To invoke function on the Lambda console:
- Open the Functions page on the Lambda console.
- Choose the function to test, and choose Test.
- Under Test event, select New event.
- Enter the name of the bucket in the text input field.
- For Name, enter a name for the test. In the text entry box, enter the JSON test event.
- Choose Save changes.
- Choose Test.
The test data:
{
"Records": [
{
"eventVersion": "2.0",
"eventSource": "aws:s3",
"awsRegion": "ap-northeast-2",
"eventTime": "1970-01-01T00:00:00.000Z",
"eventName": "ObjectCreated:Put",
"userIdentity": {
"principalId": "EXAMPLE"
},
"requestParameters": {
"sourceIPAddress": "127.0.0.1"
},
"responseElements": {
"x-amz-request-id": "EXAMPLE123456789",
"x-amz-id-2": "EXAMPLE123/5678abcdefghijklambdaisawesome/mnopqrstuvwxyzABCDEFGH"
},
"s3": {
"s3SchemaVersion": "1.0",
"configurationId": "testConfigRule",
"bucket": {
"name": "cse546-project3-input-group1",
"ownerIdentity": {
"principalId": "EXAMPLE"
},
"arn": "arn:aws:s3:::cse546-project3-input-group1"
},
"object": {
"key": "test_0.mp4",
"size": 322560,
"eTag": "0123456789abcdef0123456789abcdef",
"sequencer": "0A1B2C3D4E5F678901"
}
}
}
]
}
Monitoring
You can refer to Instrumenting Python code in AWS Lambda, or view CloudWatch dashboard.

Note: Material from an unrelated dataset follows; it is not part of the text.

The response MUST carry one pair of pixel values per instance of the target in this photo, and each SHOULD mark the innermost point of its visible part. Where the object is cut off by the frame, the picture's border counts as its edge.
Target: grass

Monitoring methods provided by AWS: Monitoring and troubleshooting Lambda applications
Summary
Our cloud app implement a smart classroom assistant for educators. This assistant takes videos from the user’s classroom, performs face recognition on the collected videos, looks up the recognized students in the database, and returns the relevant academic information of each student back to the user.